В один из таких моментов они услышали далекое монотонное бульканье чьих–то голосов. Достигнув очередной опушки, разведчики не пошли напрямик, а свернули в сторону. Обойдя поляну, вернулись к тому месту, куда должны были выйти, если бы не петляли. И увидели на своих следах шестерых жандармов.
— С–след п–перехватили, — сказал Никольский, как всегда заикаясь от волнения.
— С шестерыми управимся.
— Ага, и взб–баламутим всю контрразведку.
— Нас и так ищут.
— Ищут, да сами не знают где. Н–нет, брат, т–теперь один выход — дай бог н–ноги.
Они ринулись через лес, стараясь не спешить, зная по опыту, как выматывают силы суетливые нерасчетливые рывки. Через четверть часа вышли на другую опушку леса. Перед ними была дорога, за которой начиналось поле. Вдоль опушки прямо на них бежала лошадь, запряженная в сани.
— Ну все, — сказал Арлетинов, доставая гранаты. — Теперь про нас скажут: они воевали долго и счастливо и умерли в один день.
— З–заткнись! Это мы еще п–посмотрим…
Лошадь шарахнулась в сторону и, наверное, понесла бы через поле, если бы Никольский не повис на поводьях. Возница — парнишка лет четырнадцати — от рывка вывалился в снег. Арлетинов подхватил его, толкнул к Никольскому, уже успевшему забраться на кучу хвороста в санях, стоя, вытянул лошадь длинными веревочными вожжами.
— Ни можна, пан, ни можна! — заплакал мальчишка.
— Не серчай! Понимаешь, надо, — принялся успокаивать его Никольский.

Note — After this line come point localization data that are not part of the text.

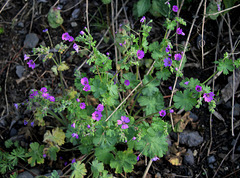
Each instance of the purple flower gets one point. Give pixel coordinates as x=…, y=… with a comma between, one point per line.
x=100, y=108
x=140, y=54
x=82, y=105
x=167, y=62
x=168, y=49
x=84, y=81
x=208, y=96
x=123, y=122
x=143, y=19
x=178, y=57
x=198, y=88
x=25, y=122
x=180, y=32
x=97, y=115
x=65, y=36
x=31, y=64
x=70, y=39
x=43, y=90
x=155, y=158
x=87, y=87
x=73, y=125
x=16, y=105
x=73, y=161
x=126, y=82
x=51, y=98
x=81, y=32
x=175, y=8
x=75, y=135
x=162, y=113
x=26, y=57
x=45, y=95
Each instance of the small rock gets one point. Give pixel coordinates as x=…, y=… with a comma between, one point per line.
x=188, y=158
x=13, y=132
x=73, y=24
x=193, y=116
x=190, y=138
x=31, y=40
x=19, y=71
x=211, y=159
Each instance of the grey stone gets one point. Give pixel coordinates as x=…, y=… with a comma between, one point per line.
x=211, y=159
x=190, y=138
x=189, y=158
x=31, y=40
x=19, y=71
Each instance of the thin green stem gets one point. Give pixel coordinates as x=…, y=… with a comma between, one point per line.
x=59, y=119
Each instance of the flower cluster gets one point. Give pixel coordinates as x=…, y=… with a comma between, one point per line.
x=85, y=83
x=124, y=120
x=97, y=115
x=67, y=37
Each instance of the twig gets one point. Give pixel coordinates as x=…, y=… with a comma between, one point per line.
x=4, y=6
x=185, y=47
x=87, y=16
x=33, y=9
x=203, y=22
x=147, y=169
x=233, y=58
x=223, y=10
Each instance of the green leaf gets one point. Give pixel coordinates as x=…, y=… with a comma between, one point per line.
x=35, y=153
x=152, y=144
x=124, y=160
x=150, y=89
x=56, y=137
x=104, y=154
x=163, y=74
x=54, y=18
x=79, y=170
x=142, y=7
x=52, y=151
x=152, y=103
x=184, y=100
x=97, y=168
x=225, y=65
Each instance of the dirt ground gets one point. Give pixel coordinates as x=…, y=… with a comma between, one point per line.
x=218, y=152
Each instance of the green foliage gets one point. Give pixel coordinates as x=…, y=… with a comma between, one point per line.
x=184, y=100
x=35, y=153
x=79, y=170
x=151, y=104
x=124, y=160
x=54, y=18
x=225, y=65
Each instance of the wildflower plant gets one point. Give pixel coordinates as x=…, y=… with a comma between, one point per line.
x=96, y=128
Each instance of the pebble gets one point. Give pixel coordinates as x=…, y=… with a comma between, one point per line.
x=31, y=40
x=211, y=159
x=190, y=138
x=188, y=158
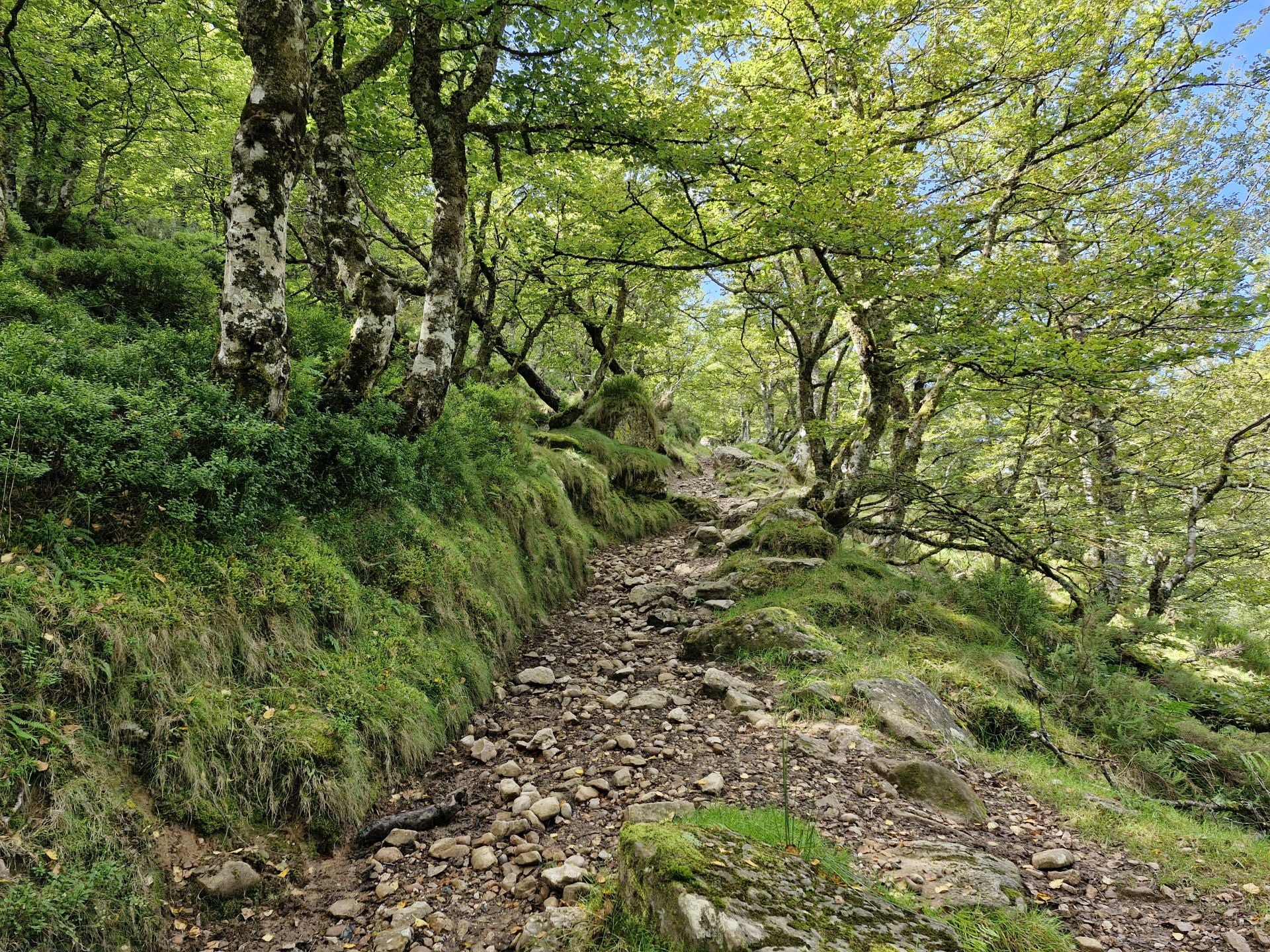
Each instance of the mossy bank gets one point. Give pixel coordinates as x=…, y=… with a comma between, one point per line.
x=219, y=622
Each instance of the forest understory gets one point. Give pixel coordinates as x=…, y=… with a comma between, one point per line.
x=730, y=476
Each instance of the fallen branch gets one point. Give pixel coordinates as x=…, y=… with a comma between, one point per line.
x=422, y=819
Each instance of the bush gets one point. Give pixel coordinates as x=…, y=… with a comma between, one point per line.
x=1000, y=727
x=136, y=278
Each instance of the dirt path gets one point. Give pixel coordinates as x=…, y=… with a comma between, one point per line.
x=588, y=740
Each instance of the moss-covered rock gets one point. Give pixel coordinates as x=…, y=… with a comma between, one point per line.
x=761, y=630
x=795, y=537
x=713, y=890
x=949, y=876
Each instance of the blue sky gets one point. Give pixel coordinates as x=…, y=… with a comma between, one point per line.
x=1256, y=44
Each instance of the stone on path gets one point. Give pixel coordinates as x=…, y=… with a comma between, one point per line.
x=554, y=931
x=737, y=701
x=716, y=683
x=1048, y=859
x=934, y=785
x=541, y=677
x=712, y=783
x=646, y=596
x=948, y=875
x=484, y=750
x=761, y=630
x=402, y=838
x=760, y=898
x=658, y=810
x=345, y=908
x=911, y=711
x=650, y=699
x=233, y=879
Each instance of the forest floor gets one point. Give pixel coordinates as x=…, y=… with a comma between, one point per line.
x=603, y=645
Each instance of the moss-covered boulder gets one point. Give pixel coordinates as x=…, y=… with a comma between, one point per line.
x=713, y=890
x=761, y=630
x=934, y=785
x=795, y=537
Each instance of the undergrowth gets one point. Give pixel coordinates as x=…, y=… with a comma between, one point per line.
x=214, y=619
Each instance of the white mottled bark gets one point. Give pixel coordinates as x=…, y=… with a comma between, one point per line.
x=266, y=159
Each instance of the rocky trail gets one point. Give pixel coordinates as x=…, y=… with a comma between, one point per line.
x=603, y=720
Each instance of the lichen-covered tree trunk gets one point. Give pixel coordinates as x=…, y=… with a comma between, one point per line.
x=267, y=155
x=423, y=394
x=875, y=353
x=365, y=292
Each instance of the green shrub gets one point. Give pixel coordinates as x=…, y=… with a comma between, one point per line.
x=1000, y=727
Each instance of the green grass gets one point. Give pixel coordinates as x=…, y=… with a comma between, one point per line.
x=773, y=825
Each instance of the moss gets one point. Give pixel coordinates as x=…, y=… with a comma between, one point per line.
x=677, y=857
x=790, y=537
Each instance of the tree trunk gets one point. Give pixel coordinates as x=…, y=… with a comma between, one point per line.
x=423, y=394
x=267, y=157
x=907, y=447
x=367, y=296
x=876, y=358
x=1111, y=504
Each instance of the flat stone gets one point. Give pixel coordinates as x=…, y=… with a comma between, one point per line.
x=751, y=633
x=716, y=683
x=484, y=750
x=713, y=890
x=233, y=879
x=646, y=596
x=788, y=564
x=413, y=916
x=934, y=785
x=402, y=838
x=1048, y=859
x=540, y=677
x=954, y=876
x=560, y=876
x=546, y=809
x=911, y=711
x=737, y=701
x=394, y=939
x=448, y=848
x=346, y=909
x=650, y=699
x=553, y=930
x=712, y=783
x=658, y=810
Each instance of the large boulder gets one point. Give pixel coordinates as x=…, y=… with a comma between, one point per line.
x=761, y=630
x=934, y=785
x=712, y=890
x=949, y=875
x=911, y=711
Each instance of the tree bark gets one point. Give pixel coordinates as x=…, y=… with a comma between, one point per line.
x=367, y=296
x=423, y=393
x=267, y=155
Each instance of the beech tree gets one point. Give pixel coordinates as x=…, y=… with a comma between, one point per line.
x=269, y=155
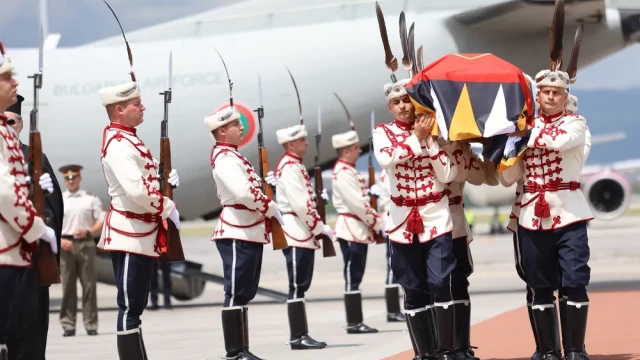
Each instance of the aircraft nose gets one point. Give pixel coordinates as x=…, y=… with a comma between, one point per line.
x=630, y=24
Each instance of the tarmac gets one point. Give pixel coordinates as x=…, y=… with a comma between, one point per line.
x=192, y=330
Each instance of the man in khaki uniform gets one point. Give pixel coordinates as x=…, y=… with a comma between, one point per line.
x=83, y=217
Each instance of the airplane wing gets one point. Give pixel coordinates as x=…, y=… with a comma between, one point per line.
x=528, y=16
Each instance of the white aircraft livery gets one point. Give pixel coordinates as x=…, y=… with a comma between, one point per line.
x=329, y=47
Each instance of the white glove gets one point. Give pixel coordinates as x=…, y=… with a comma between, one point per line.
x=324, y=195
x=175, y=217
x=174, y=180
x=271, y=179
x=50, y=237
x=326, y=230
x=375, y=189
x=278, y=216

— А вы кто? — Мальчишка перестал плакать, с любопытством погладил дырчатый ствол автомата.
— Много будешь знать, скоро состаришься.
— Я видзе. Вивядовцы Червонной Армии.
Это могло значить только одно: о советских парашютистах знают в деревнях.
Арлетинов оглянулся, натянул вожжи. Лошадь сразу перешла на рысь, зафыркала, забулькала селезенкой. От нее валил густой и пахучий пар.
— Как звать тебя?
— Вячек.
— Откуда ты?
— Хутор Харцибалда.
— Послушай, Вячек, ты не встречал здесь такого круглолицего невысокого парня в красноармейской шинели? — поколебавшись, спросил Арлетинов, имея в виду потерявшегося Макаревича.

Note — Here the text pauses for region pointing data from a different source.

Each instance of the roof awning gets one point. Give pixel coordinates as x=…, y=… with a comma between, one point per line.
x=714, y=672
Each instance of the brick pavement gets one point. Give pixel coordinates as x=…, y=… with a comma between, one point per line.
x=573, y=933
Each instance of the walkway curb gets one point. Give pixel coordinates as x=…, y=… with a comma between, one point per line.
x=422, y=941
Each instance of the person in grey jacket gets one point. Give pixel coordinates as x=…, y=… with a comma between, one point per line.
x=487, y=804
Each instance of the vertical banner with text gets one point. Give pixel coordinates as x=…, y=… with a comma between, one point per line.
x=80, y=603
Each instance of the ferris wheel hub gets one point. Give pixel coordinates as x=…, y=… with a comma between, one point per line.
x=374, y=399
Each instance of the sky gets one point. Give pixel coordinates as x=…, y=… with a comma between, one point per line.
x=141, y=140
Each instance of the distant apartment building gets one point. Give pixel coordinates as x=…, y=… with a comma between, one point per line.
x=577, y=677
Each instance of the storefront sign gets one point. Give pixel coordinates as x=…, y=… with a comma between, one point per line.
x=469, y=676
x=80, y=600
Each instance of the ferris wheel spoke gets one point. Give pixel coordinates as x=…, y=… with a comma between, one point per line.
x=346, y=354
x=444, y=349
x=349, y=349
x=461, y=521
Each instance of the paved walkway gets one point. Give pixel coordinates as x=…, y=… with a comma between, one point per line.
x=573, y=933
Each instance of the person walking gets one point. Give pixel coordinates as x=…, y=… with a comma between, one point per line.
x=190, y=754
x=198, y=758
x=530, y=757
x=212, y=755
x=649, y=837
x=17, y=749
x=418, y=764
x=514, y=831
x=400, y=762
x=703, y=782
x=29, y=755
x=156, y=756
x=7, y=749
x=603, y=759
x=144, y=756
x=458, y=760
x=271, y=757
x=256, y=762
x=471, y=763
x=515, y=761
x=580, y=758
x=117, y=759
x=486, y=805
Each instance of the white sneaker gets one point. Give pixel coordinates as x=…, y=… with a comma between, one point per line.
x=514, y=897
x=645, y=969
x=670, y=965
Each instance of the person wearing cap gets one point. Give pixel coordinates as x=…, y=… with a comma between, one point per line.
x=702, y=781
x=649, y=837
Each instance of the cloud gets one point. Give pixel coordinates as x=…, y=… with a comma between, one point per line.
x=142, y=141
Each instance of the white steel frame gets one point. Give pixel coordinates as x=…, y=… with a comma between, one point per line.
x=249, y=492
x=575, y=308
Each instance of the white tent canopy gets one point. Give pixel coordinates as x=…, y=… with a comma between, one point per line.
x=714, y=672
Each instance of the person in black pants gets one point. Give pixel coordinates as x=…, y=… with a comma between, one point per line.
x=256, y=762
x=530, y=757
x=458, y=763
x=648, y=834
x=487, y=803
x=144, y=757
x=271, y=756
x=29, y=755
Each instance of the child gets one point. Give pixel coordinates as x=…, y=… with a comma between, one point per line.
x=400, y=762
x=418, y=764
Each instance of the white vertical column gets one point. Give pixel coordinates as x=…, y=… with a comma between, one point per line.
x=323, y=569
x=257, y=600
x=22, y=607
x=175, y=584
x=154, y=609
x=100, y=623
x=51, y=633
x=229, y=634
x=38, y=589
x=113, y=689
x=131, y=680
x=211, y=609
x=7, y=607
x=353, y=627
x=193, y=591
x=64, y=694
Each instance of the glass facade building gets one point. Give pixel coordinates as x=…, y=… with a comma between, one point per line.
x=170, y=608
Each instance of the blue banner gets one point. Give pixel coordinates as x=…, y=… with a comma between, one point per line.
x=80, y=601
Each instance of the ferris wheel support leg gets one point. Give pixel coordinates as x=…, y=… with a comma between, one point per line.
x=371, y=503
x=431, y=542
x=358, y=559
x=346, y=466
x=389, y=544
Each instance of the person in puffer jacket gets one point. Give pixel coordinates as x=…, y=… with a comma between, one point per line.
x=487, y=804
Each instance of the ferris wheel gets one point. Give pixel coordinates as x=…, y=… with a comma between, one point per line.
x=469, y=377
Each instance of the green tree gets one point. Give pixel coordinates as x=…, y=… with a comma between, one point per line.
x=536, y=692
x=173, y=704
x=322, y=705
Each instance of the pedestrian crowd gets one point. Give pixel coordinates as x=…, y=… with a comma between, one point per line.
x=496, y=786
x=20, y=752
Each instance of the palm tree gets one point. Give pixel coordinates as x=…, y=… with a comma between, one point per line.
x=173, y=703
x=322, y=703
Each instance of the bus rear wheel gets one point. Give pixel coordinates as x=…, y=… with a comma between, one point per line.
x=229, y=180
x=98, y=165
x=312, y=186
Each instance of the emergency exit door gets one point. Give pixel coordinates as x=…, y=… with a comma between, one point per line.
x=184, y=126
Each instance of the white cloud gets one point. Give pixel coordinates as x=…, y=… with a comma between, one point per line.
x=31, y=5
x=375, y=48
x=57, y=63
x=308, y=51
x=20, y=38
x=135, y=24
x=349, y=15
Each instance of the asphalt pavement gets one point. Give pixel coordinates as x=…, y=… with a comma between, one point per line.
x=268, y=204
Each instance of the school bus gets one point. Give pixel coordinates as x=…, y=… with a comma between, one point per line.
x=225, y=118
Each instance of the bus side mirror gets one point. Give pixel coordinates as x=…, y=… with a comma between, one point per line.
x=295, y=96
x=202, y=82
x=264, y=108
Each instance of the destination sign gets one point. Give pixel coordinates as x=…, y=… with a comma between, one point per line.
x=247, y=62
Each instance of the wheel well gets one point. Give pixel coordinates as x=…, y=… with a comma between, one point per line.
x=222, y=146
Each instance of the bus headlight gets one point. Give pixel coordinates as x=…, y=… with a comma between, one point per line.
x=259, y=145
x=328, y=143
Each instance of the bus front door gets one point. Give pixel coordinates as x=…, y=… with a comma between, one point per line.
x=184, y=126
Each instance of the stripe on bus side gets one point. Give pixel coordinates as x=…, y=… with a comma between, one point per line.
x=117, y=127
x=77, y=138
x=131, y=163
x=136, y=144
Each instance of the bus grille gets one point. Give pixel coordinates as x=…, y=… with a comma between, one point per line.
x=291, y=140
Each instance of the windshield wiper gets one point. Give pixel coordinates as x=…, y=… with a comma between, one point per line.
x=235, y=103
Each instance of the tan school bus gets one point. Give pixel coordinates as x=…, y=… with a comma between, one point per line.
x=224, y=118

— Може, и видзялем, — заулыбался мальчишка. — А вы приходзице на хутор, спытайте пана Казимира.
— Немцев нема?
— Ни.
— Придем.
Они спрыгнули с саней, немного прошли по дороге и свернули в лес. К полуночи, вконец измученные, добрались до лагеря, повалились на лапник и так, лежа, принялись рассказывать командиру об этом долгом дне.

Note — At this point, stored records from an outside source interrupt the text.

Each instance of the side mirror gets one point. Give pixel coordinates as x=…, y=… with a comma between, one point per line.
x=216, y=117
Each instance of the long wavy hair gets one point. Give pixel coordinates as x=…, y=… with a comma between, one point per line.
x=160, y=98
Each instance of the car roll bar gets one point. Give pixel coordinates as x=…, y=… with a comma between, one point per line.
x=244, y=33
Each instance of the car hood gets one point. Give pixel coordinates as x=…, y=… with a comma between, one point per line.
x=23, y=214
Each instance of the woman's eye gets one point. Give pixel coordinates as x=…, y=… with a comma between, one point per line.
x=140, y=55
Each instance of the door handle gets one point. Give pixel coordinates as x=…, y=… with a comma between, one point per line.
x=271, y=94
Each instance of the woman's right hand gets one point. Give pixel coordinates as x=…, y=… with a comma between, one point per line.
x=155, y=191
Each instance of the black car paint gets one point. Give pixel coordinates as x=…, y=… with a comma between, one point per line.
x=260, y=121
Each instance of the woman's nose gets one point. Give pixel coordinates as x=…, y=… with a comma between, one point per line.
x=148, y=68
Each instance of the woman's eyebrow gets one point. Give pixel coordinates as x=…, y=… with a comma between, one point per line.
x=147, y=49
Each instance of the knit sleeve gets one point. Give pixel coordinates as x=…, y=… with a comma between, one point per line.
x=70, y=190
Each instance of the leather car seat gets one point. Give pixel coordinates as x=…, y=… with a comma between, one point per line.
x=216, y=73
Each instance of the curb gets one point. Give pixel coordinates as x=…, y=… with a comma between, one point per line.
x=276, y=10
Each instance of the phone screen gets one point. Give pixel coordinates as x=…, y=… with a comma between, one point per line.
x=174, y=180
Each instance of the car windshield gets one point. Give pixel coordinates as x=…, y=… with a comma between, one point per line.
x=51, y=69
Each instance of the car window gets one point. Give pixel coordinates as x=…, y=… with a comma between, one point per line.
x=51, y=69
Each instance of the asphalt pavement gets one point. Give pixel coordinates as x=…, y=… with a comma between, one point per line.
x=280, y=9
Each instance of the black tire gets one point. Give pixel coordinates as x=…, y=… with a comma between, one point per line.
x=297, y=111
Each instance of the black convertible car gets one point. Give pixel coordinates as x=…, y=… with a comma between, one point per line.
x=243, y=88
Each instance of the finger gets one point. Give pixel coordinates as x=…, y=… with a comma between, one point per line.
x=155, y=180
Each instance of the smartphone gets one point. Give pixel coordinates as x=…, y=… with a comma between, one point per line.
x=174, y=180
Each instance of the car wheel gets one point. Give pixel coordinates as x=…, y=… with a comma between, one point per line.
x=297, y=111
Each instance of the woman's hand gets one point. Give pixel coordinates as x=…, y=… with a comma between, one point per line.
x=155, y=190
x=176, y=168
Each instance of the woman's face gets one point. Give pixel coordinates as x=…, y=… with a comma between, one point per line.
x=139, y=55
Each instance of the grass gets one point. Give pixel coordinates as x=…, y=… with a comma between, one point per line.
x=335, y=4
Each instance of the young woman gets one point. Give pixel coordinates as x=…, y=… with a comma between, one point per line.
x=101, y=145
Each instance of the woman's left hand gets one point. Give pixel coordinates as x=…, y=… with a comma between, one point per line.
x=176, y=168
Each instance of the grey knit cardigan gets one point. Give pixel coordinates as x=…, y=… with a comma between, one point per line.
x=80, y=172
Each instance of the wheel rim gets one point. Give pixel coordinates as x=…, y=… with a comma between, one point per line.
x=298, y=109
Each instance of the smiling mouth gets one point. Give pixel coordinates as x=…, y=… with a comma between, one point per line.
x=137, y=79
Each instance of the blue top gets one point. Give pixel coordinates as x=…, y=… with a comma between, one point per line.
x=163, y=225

— Харцябалда, говоришь? — переспросил Фарид, подсвечивая карту. — Поспите пару часов, потом пойдем…
Сколько может разведчик продержаться без сна? «Сколько нужно» — так отвечал Фарид, когда речь была о нем самом. О других он этого не говорил. Не потому, что не верил в своих людей, знал: будут жить на снегу, голодать, умрут от усталости, но не перестанут выполнять боевую задачу. «Устал» — этого слова не произносил ни один из разведчиков. Но командир о нем помнил всегда, искал в действиях, в словах людей малейшие приметы парализующего переутомления. Не из сердобольности, из опыта: уставшие люди чаще погибали, ненароком губили товарищей и даже срывали выполнение боевой задач». Человек не может долго жить, как зверь, в лесной чащобе, без костра и крыши. В Белоруссии разведчики нередко имели базу в партизанских отрядах — в лесных городищах с влажным теплом земляночных печурок и горячей пищей. Но здесь, в Польше, требовалось опираться на хутора и деревни. Только так можно было прокормиться, обогреться, обсушиться. И только там можно было найти помощников. Харцибалды — группа лесных хуторов, разбросанных на большом пространстве, очень подходили для роли такой базы…
Поздний рассвет еще только начинал забеливать поредевшую пелену туч на ночном небе, когда разведчики постучали в хату, которую описал им Вячек. Но дверь оказалась не запертой.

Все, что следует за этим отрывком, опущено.